The iconic train ride is a perfect example of Black Mesa’s mastery. The train ride hits all of the same notes and shows you all of the iconic sights you remember. But it adds where it needs to, foreshadows more where it’s appropriate, and makes it all down right gorgeous. But the train ride is still five and a half fucking minutes long. The Black Mesa team knew the importance of that train ride, knew the importance of meditating on being Dr. Freeman, and just made the whole experience better.
It’s not perfect, of course. The game adopts just enough of the modern FPS philosophy to mildly frustrate. Black Mesa doesn’t have the same faith in the player that Half-Life did. For example, the simplification of the Power Up and On a Rail chapters prevented me from seeing the Marines and aliens fighting it out while I wasn’t their primary target, taking away a key moment that clearly illustrates that the player is just a piece of a bigger picture. The Surface Tension chapter was also made more clear with the exploration elements removed, taking away the visceral “sneaking on your belly around Marines” gameplay the original had. Black Mesa ultimately doesn’t demonstrate the same moxy that the original does. But honestly, this is hardly criticism, I can’t help but suspect that this is my own unyielding nostalgia spoiling my own fun. So have this grain of salt, on me.

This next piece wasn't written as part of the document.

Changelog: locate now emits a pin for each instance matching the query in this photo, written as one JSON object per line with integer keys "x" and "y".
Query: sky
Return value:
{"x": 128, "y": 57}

It’s also worth mentioning that the game isn’t finished yet. What is there is done, certainly, but the game ends before the last pivotal chapter begins. A complete game is promised sometime over the horizon, which I’m eagerly waiting for.
It’s Time to Choose
Actually, no, there’s no choice. Black Mesa is free. Download the Source 2007 engine from Steam and you have all you need to play it. As I told my best friend, Black Mesa “let me play Half-Life for the first time all over again”. I don’t know if there’s any higher praise for a remake. Any meager criticism I could find against Black Mesa is dwarfed by how well it retains the intent of the original while making a fun, fresh game.